- A Rheinmetall emitiu uma declaração a dizer ter o maior respeito pelo setor de defesa ucraniano após o seu diretor executivo ter feito comentários sexistas sobre drones e fabricantes ucranianos; Zelenskyy respondeu que, se as donas de casa na Ucrânia conseguem produzir drones, todas as donas de casa poderão ser diretor-executivo da Rheinmetall.
- Armin Papperger, em entrevista ao The Atlantic, descreveu a indústria de drones ucraniana como “donas de casa com impressoras 3D na cozinha” e comparou-a a brincar com Legos, o que gerou reação em Kiev.
- A Rheinmetall reforçou o seu respeito pelo setor de defesa ucraniano, destacando a força inovadora e o espírito de luta do povo ucraniano, sem pedir desculpas pelas observações do CEO. Zelenskyy afirmou, por mensagem de telemóvel, que a Ucrânia compete com tecnologia e resultados e que a indústria de defesa do país já ocupa lugar no mundo.
- A primeira-ministra ucraniana, Yulia Svyrydenko, qualificou as declarações de Papperger de sexistas e elogiou o papel das mulheres na defesa e na indústria bélica, enquanto a chefe da missão ucraniana na NATO, Alyona Getmanchuk, reiterou apoio.

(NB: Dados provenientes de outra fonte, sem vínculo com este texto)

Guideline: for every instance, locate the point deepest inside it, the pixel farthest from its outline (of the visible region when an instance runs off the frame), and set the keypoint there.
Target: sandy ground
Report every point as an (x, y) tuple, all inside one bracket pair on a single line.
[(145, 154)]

- A Rheinmetall tem sido fornecedora-chave da Ucrânia, e há uma parceria entre Quantum Systems (Alemanha) e Frontline Robotics (Ucrânia) para produzir até dez mil drones num ano; as autoridades ucranianas destacam a participação de mulheres no desenvolvimento de drones, com produção local estimada em cerca de quatro milhões de drones por ano.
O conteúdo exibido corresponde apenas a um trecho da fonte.